There were designer clothes outlets, a Paul Smith sale and familiar names like LK Bennett and Orla Kiely, but what caught my eye was a basket of remaindered Daylesford products.  Dishwasher rinse aid, anyone?


We’d no need of anything there and looking at the sun trying to come out, we took a chance and headed for the garden, hoping the downpour wouldn’t happen when we were furthest from shelter.  The gardens at Kilver Court lay beneath the towering pillars of a railway viaduct and the water from the millpond gives a peaceful feel to an otherwise industrial setting.


We followed the pathway around the pond, stopping to take a closer look at the Dovecote, where there were examples of weddings and other events which had taken place there.


Not a bad backdrop, eh?


A little further along I picked up a little treasure.

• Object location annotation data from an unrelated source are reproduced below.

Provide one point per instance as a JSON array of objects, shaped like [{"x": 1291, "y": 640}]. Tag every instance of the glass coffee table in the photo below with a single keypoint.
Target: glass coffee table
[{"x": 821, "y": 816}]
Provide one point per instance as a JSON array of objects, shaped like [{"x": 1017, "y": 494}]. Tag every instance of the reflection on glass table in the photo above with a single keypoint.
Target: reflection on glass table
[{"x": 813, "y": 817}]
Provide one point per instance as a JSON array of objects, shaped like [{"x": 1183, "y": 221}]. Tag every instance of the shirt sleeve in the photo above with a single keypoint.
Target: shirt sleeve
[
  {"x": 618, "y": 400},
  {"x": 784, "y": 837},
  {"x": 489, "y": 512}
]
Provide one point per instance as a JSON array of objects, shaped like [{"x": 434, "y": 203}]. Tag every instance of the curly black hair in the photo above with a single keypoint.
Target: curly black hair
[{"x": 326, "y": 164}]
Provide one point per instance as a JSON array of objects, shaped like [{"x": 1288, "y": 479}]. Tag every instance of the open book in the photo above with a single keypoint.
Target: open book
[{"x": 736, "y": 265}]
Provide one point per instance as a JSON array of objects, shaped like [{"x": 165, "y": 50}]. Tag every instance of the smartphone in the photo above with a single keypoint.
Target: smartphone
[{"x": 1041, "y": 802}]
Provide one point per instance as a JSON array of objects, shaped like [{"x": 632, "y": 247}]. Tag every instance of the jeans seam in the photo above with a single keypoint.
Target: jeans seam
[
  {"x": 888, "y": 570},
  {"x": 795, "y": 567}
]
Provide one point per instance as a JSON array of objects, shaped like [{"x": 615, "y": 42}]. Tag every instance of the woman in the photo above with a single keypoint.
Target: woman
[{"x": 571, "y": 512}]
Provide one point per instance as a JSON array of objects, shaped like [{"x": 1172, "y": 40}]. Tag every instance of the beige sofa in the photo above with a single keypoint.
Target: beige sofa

I loved that shape, vaguely indian in feel, the pattern and the texture!  What a little gem.  I couldn’t resist gathering a handful of them to bring home.

Winking smile

Lovely place.  How glad we were that we’d come.  Oh, and no, I didn’t buy a handbag

Feeling hungry, we decided to head for Bruton, Somerset.  We’d driven through the town on our way back from somewhere last year and I’d earmarked it as somewhere worth exploring further.  I had since read of The Chapel and had it in mind when we were talking about finding a spot of lunch.

Oh. My. Goodness.

All I can say is that it’s a good job it’s not closer to home or we could have a serious problem there.  Delightful people, great food and oh so stylish, too.


As we returned to our car, parked on the bridge over the river Brue, we spotted the sign to Hauser and Wirth, the “other” thing I’d remembered about Bruton (though I knew nothing more than the fact it’s an art gallery).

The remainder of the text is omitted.